Teachers are little more than circuits in America’s educational network and, as such, transmit surface information to the students and little more. The kids know a lot, for sure, but those kids like the adults that school them and lead them, have no intellectual depth, something required for critical thinking. It is fitting, I suppose, that in these times when the United States is a polarized nation of cynics who believe in nothing, it’s not surprising that its educators teach the young to be cynics. But as Oscar Wilde noted through one of his characters, a cynic is “one who knows the price of everything but the value of nothing.”

And yet the very adults (academics, corporate leaders, politicians) that created this cynical, digitized short attention span world whine about students not being able to read and write, think critically or master math. There is a reason for that: They are not being taught effectively to do those things. All of which reaffirms something I wrote in 2013: The American Education System is creating Ignorant Adults.

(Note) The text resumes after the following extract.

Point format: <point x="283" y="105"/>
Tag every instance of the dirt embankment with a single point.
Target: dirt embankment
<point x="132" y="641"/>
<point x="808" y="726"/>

The leaders of Boeing and Lockheed Martin worry out loud about the absence of US school aged students who can excel at science, technology, engineering and math disciplines (STEM). But they have no problem funding initiatives for Chinese students and aviation professionals in China.

Back in the USA school classrooms are a mishmash of technology, new wave/repackaged learning techniques and revisionist history. Apple I-Pads and Smart Boards are located in each classroom for student/teacher use. They are all connected to software that provides music, cartoons and learning platforms like Canvas for most grade levels. The latest teaching fads like Maker Learning with its “Digital Promise” backed by Google and Pixar, among others, competes with concepts like the Flipped Classroom, Blended Learning and other pedagogies that come in and out of vogue. And yet, alongside all the technology are crayons, magic markers, pencils, paper and cardboard for writing and drawing.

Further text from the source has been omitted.